There were 1,542 households, out of which 33.7% had children under the age of 18 living with them, 61.3% were married couples living together, 11.3% had a female householder with no husband present, and 21.7% were non-families. 17.2% of all households were made up of individuals. The average household size was 3.00 and the average family size was 3.37.

In the CDP, the population was spread out, with 27.6% under the age of 18, 9.1% from 18 to 24, 24.5% from 25 to 44, 28.1% from 45 to 64, and 10.4% who were 65 years of age or older. The median age was 36.9 years. For every 100 females, there were 101.7 males. For every 100 females age 18 and over, there were 99.5 males.

As of the 2015 American Community Survey, The median income for a household in the CDP was $46,690, and the median income for a family was $51,817. Males had a median income of $35,344 versus $15,380 for females. The per capita income for the CDP was $20,124. About 24.2% of families and 30.5% of the population were below the poverty line, including 51.9% of those under age 18 and 0.0% of those age 65 or over.

==Government==
Census-designated places like Pinehurst are not official locations beyond their use by the Census Bureau, and therefore do not have their own municipal government. All local governance of the CDP is instead administered by Montgomery County, Precinct 2. The current commissioner is Charlie Riley.
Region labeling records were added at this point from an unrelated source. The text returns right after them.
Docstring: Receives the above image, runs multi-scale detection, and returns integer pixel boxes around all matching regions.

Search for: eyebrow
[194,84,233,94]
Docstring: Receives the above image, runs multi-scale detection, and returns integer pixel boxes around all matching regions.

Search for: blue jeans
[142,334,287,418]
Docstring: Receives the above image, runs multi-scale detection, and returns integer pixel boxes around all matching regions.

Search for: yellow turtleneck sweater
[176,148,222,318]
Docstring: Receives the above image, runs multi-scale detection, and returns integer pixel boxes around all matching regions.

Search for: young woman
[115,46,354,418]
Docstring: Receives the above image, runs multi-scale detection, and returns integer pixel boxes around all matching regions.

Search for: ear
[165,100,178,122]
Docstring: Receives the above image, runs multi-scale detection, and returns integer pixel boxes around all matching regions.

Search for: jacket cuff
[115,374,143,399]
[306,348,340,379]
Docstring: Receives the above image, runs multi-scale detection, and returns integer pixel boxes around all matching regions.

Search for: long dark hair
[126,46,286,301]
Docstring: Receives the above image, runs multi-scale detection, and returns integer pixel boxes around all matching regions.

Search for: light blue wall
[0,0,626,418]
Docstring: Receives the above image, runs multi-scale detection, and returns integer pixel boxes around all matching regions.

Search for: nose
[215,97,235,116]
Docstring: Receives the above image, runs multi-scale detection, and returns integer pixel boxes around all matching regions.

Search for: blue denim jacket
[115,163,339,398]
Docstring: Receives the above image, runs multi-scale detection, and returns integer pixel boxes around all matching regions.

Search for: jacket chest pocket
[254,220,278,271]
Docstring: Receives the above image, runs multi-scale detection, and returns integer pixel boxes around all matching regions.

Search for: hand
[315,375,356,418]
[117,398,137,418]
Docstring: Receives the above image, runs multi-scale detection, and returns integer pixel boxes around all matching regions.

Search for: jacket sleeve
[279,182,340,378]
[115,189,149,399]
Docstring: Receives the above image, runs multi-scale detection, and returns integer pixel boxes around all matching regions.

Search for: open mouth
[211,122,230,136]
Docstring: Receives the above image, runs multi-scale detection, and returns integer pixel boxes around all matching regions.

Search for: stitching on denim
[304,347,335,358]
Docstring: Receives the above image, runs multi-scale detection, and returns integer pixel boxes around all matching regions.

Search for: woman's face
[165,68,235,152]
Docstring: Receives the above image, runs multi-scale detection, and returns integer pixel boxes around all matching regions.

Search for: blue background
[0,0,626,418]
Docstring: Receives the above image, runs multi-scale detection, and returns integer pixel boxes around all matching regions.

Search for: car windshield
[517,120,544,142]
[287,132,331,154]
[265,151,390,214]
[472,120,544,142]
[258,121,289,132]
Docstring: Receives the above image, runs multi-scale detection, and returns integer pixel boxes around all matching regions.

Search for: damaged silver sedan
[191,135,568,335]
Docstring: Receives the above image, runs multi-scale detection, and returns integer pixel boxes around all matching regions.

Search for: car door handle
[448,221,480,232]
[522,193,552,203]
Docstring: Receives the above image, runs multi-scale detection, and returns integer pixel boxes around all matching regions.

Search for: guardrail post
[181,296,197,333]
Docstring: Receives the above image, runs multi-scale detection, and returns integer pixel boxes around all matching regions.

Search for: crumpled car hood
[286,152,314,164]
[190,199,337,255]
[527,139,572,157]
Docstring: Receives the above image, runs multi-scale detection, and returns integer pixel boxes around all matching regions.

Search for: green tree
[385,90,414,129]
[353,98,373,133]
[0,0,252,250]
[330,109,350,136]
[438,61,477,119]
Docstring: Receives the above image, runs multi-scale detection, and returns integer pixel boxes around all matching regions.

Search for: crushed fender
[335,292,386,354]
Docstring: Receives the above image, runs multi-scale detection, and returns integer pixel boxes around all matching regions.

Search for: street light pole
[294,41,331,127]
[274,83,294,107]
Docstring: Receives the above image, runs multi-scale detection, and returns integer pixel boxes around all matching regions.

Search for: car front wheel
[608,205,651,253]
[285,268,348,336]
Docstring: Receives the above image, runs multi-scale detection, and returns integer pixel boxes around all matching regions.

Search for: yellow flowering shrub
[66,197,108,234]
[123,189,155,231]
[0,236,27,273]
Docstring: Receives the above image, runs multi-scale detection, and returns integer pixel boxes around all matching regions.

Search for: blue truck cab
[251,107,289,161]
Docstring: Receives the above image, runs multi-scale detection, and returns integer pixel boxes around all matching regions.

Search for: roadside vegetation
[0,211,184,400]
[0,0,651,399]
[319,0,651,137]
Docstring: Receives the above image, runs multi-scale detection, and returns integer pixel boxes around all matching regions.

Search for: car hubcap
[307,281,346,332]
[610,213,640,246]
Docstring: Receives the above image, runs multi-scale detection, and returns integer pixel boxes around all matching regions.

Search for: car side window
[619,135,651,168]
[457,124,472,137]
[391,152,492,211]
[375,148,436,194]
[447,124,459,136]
In the Texas Senate, Pinehurst is in District 4, represented by Republican Brandon Creighton. In the Texas House of Representatives, Pinehurst is in District 3, represented by Republican Cecil Bell Jr.

In the United States Senate, Republicans John Cornyn and Ted Cruz represent the entire state of Texas. In the United States House of Representatives, Pinehurst is in District 8, represented by Republican Kevin Brady.

The United States Postal Service operates a post office in Pinehurst on Wright Road next to SH 249.

==Education==
Pinehurst is within the Magnolia Independent School District and Tomball Independent School District.

Pinehurst students zoned to Magnolia ISD will attend the following schools:
- Depending on their address, K-5th grade students will attend either Williams Elementary School, Magnolia Elementary School, or Lyon Elementary School.
- 6th grade students attend Magnolia 6th Grade Campus.
- 7-8th grade students attend Magnolia Junior High School.
- 9-12th grade students attend Magnolia West High School.

Pinehurst students zoned to Tomball ISD will attend the following schools:
- K-4th grade students attend Decker Prairie Elementary School.
- 5-6th grade students attend Tomball Intermediate School.
- 7-8th grade students attend Tomball Junior High School.
- 9-12th grade students attend Tomball High School.

Residents of both Tomball ISD and Magnolia ISD (and therefore Pinehurst) are served by the Lone Star College System (formerly North Harris Montgomery Community College).